Acara ini mempertemukan para tokoh penting dari pemerintah, lembaga independen, hingga akademisi. Mereka bersatu membedah persoalan besar yang mengancam jutaan masyarakat miskin dan rentan di Indonesia: pencabutan status kepesertaan BPJS Penerima Bantuan Iuran (PBI-JKN) secara masif.
Direktur LBH Digitek Jabar, Dr. Sitti Hikmawatty, SH, menegaskan bahwa isu ini jauh melampaui sekadar urusan data atau administrasi. “Ini soal hidup dan mati bagi jutaan rakyat miskin. Validasi data harus dilakukan hati-hati dan humanis. Penonaktifan ini harus menjadi momentum perbaikan sistem, bukan sekadar pengurangan angka peserta, ” ujarnya.
Pesan tersebut sejalan dengan sambutan pembuka dari Ratu Febriana Erawati, Pembina ILUNI UI Jabar, yang mengajak hadirin menghidupkan kembali motto almamater UI: Veritas, Probitas, Justitia.
Veritas – Mengungkap fakta bahwa penonaktifan ini adalah tragedi kemanusiaan.
Probitas – Mengkritisi kebijakan yang kian menekan rakyat miskin.
Justitia – Mengawal keadilan bagi 7, 4 juta jiwa yang terlempar dari sistem.
Sitti mengajak publik membayangkan kenyataan pahit di balik kebijakan ini:
Seorang ibu hamil di desa terpencil tak bisa berobat karena kartunya dinonaktifkan tanpa pemberitahuan.
Seorang anak dengan penyakit kronis tiba-tiba terhenti pengobatannya karena identitasnya ditolak sistem.
Jutaan keluarga miskin kini berhadapan dengan rumah sakit—tanpa jaminan, tanpa kepastian, tanpa perlindungan.
“Ini bukan wajah keadilan sosial seperti yang dijanjikan UUD 1945. Ini bukan wujud ‘negara hadir’ yang sering kita dengar di panggung kebijakan publik, ” tegasnya.
Dalam sesi diskusi panel, hadir narasumber utama: Prof. Dr. dr. Ascobat Gani, Dr.PH (pakar kesehatan publik), Prof. Heru Susetyo (pakar hukum dan kesejahteraan sosial), serta Ahmad Ansyori (pengamat jaminan sosial). Para ahli ini menyumbangkan pandangan kritis dan solusi konkret.

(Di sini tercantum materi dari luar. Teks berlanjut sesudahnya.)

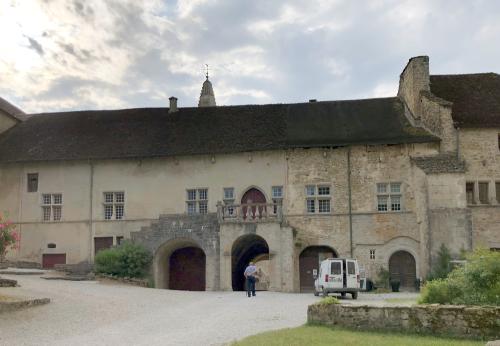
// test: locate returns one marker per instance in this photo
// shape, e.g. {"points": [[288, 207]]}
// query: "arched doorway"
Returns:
{"points": [[180, 264], [253, 196], [247, 248], [187, 269], [402, 267], [309, 260]]}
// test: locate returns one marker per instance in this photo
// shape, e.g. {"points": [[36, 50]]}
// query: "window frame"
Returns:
{"points": [[198, 205], [51, 206], [29, 179], [315, 200], [385, 190], [115, 204]]}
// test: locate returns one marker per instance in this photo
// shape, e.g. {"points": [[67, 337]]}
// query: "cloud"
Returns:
{"points": [[35, 45], [76, 54]]}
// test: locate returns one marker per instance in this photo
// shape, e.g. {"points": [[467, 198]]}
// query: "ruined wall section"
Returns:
{"points": [[480, 150], [426, 109]]}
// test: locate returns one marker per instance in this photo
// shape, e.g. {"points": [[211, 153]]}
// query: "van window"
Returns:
{"points": [[336, 269], [351, 268]]}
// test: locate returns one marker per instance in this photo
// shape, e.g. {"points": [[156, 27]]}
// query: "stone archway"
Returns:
{"points": [[309, 260], [180, 264], [402, 267], [249, 247]]}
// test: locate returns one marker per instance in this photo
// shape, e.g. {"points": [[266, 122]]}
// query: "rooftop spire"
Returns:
{"points": [[207, 97]]}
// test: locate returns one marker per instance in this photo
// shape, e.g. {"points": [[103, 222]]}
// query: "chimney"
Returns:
{"points": [[173, 104]]}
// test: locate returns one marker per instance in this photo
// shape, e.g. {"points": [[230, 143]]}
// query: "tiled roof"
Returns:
{"points": [[153, 132]]}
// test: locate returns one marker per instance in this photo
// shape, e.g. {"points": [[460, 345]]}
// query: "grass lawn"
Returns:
{"points": [[317, 335]]}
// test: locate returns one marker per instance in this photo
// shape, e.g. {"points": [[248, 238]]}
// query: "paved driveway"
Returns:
{"points": [[92, 313]]}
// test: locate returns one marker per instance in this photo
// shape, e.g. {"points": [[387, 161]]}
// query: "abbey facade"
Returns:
{"points": [[207, 189]]}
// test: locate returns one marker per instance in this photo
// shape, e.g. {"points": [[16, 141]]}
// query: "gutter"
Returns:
{"points": [[350, 197]]}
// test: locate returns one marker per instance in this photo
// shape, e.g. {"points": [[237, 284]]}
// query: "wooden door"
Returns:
{"points": [[187, 269], [50, 260], [402, 267], [250, 197]]}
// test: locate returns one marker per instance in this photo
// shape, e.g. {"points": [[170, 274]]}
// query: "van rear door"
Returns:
{"points": [[336, 274], [352, 274]]}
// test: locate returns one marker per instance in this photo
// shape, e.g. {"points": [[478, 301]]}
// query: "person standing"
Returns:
{"points": [[250, 273]]}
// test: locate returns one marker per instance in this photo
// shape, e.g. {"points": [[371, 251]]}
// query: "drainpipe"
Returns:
{"points": [[350, 197], [91, 212]]}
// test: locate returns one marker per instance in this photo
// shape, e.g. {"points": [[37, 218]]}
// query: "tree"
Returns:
{"points": [[9, 238]]}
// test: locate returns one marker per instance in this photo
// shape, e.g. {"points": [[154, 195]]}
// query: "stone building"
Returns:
{"points": [[207, 189]]}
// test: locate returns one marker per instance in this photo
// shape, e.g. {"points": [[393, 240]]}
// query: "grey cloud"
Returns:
{"points": [[35, 45]]}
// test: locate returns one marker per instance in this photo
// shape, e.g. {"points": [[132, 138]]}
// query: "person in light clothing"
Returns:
{"points": [[250, 273]]}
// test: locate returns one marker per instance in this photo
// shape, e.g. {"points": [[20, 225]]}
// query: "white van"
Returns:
{"points": [[337, 275]]}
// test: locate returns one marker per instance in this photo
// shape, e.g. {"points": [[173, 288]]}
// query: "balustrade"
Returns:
{"points": [[251, 212]]}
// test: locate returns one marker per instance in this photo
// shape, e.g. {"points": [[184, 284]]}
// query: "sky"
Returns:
{"points": [[59, 55]]}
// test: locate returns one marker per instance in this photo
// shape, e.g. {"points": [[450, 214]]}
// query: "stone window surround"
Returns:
{"points": [[51, 206], [32, 182], [317, 197], [197, 201], [388, 194], [113, 204], [493, 199]]}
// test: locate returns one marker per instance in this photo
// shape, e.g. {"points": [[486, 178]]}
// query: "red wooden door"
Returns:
{"points": [[250, 197], [49, 260], [403, 268], [187, 269], [101, 243]]}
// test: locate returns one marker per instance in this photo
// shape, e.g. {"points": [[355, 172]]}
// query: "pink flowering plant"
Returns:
{"points": [[9, 237]]}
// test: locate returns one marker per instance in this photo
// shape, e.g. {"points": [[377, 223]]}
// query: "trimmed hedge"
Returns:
{"points": [[476, 283], [127, 260]]}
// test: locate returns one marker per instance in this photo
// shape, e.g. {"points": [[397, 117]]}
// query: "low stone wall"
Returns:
{"points": [[17, 305], [460, 321], [129, 281], [7, 282]]}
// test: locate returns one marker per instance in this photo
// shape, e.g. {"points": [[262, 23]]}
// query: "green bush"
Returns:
{"points": [[476, 283], [127, 260]]}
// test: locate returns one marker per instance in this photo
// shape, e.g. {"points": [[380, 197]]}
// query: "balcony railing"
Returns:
{"points": [[251, 212]]}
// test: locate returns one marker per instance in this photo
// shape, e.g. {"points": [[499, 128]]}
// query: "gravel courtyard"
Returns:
{"points": [[92, 313]]}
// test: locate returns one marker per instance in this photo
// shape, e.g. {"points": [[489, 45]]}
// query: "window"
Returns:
{"points": [[389, 197], [497, 190], [197, 201], [469, 192], [114, 205], [119, 240], [318, 199], [351, 269], [336, 268], [277, 194], [32, 182], [483, 192], [52, 207]]}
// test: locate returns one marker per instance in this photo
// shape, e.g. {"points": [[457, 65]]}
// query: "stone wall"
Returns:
{"points": [[458, 321]]}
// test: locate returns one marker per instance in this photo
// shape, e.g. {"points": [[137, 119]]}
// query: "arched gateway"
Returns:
{"points": [[249, 247], [185, 251]]}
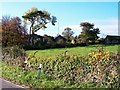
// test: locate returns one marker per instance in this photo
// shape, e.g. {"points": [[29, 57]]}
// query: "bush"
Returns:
{"points": [[13, 55]]}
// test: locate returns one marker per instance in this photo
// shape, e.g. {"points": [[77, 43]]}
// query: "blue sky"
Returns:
{"points": [[70, 14]]}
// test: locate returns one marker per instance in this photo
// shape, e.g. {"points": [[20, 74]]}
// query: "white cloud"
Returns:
{"points": [[106, 26]]}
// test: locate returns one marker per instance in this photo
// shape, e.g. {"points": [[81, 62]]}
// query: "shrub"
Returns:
{"points": [[13, 55]]}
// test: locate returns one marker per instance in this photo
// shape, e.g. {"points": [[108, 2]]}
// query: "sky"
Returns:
{"points": [[104, 15]]}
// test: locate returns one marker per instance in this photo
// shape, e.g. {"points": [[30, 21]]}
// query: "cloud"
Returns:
{"points": [[106, 26]]}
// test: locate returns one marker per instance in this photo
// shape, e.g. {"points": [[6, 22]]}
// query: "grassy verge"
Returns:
{"points": [[75, 50]]}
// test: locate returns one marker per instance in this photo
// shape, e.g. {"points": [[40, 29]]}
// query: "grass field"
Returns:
{"points": [[75, 50], [29, 77]]}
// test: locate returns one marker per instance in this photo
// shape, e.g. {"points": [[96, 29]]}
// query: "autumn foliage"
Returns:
{"points": [[13, 33]]}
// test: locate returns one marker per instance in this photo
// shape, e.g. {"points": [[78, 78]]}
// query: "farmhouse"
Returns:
{"points": [[60, 40], [112, 39]]}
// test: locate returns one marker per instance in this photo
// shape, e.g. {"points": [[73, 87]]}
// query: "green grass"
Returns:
{"points": [[75, 50], [18, 75]]}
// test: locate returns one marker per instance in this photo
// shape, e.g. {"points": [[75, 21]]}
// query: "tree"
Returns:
{"points": [[89, 33], [37, 19], [67, 33], [13, 33]]}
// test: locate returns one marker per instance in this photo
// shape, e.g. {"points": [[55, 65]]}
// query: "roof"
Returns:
{"points": [[59, 37]]}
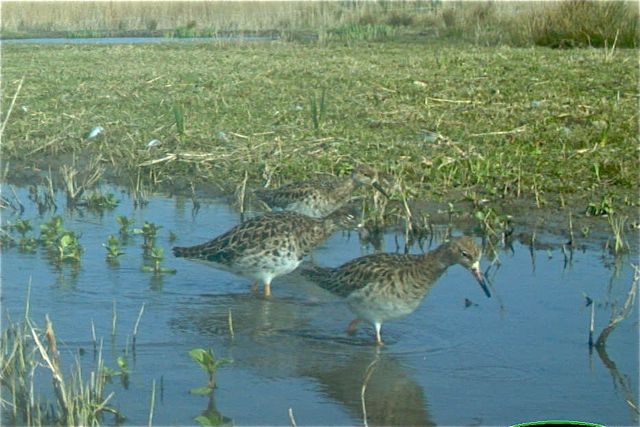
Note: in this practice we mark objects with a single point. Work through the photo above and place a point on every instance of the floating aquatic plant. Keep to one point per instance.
(207, 360)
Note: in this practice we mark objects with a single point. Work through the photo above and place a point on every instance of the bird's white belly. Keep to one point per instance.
(379, 309)
(266, 267)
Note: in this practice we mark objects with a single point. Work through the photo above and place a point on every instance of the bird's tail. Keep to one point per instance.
(321, 276)
(188, 251)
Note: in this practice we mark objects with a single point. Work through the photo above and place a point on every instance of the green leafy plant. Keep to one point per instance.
(51, 230)
(97, 201)
(157, 255)
(208, 362)
(178, 114)
(122, 371)
(317, 109)
(125, 225)
(26, 244)
(68, 248)
(149, 232)
(604, 208)
(113, 248)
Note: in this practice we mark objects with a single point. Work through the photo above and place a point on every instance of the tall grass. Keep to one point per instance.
(25, 350)
(566, 23)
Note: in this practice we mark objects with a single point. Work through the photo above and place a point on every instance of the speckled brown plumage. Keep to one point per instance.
(319, 197)
(386, 286)
(268, 246)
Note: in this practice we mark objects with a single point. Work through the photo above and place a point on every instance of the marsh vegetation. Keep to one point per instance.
(516, 123)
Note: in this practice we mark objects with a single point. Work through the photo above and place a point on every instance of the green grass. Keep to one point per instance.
(563, 23)
(440, 121)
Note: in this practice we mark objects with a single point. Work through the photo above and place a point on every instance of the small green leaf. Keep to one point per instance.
(122, 362)
(201, 390)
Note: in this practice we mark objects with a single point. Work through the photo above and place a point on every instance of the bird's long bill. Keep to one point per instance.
(378, 187)
(477, 273)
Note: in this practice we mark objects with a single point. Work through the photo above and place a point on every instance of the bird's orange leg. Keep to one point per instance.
(353, 325)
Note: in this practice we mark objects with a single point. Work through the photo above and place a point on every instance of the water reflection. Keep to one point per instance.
(291, 347)
(374, 387)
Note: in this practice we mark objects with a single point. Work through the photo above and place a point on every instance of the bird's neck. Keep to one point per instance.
(436, 262)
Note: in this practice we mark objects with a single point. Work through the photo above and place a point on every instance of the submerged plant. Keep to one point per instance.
(149, 232)
(51, 230)
(122, 371)
(68, 248)
(125, 225)
(157, 255)
(113, 248)
(26, 244)
(604, 208)
(100, 202)
(208, 362)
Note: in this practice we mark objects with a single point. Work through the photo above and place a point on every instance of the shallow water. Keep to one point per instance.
(521, 355)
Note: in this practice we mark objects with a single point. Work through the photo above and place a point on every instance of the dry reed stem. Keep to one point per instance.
(51, 358)
(367, 377)
(292, 419)
(617, 317)
(13, 101)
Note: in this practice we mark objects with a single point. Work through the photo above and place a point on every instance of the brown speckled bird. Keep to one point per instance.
(385, 286)
(268, 246)
(319, 197)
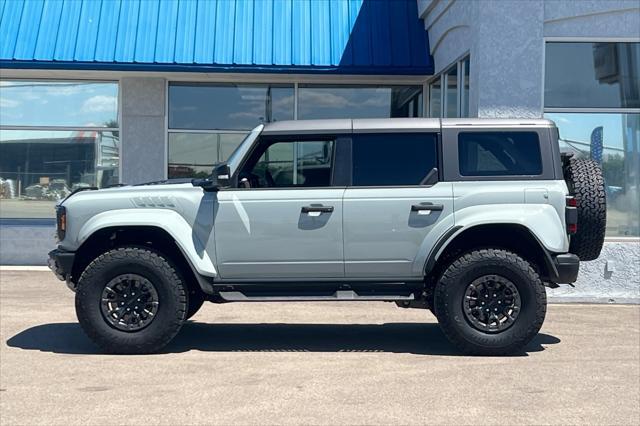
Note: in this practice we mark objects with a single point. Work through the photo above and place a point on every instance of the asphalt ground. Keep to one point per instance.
(311, 363)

Seminar ini menghasilkan sejumlah rekomendasi strategis yang akan segera dibawa ke Kementerian, Lembaga Pemerintah, dan DPR RI. Tindak lanjut berupa FGD (Focus Group Discussion) akan memastikan rekomendasi tersebut benar-benar sampai kepada pembuat kebijakan.
Sitti menutup dengan kutipan klasik dari Cicero:
“Salus populi suprema lex esto” – Kesejahteraan rakyat harus menjadi hukum tertinggi.
Ia menegaskan, “Negara wajib menjamin tidak ada satu pun rakyat miskin yang kehilangan hak jaminan kesehatannya hanya karena masalah administratif. Jaminan sosial adalah hak dasar yang tidak boleh ditawar.”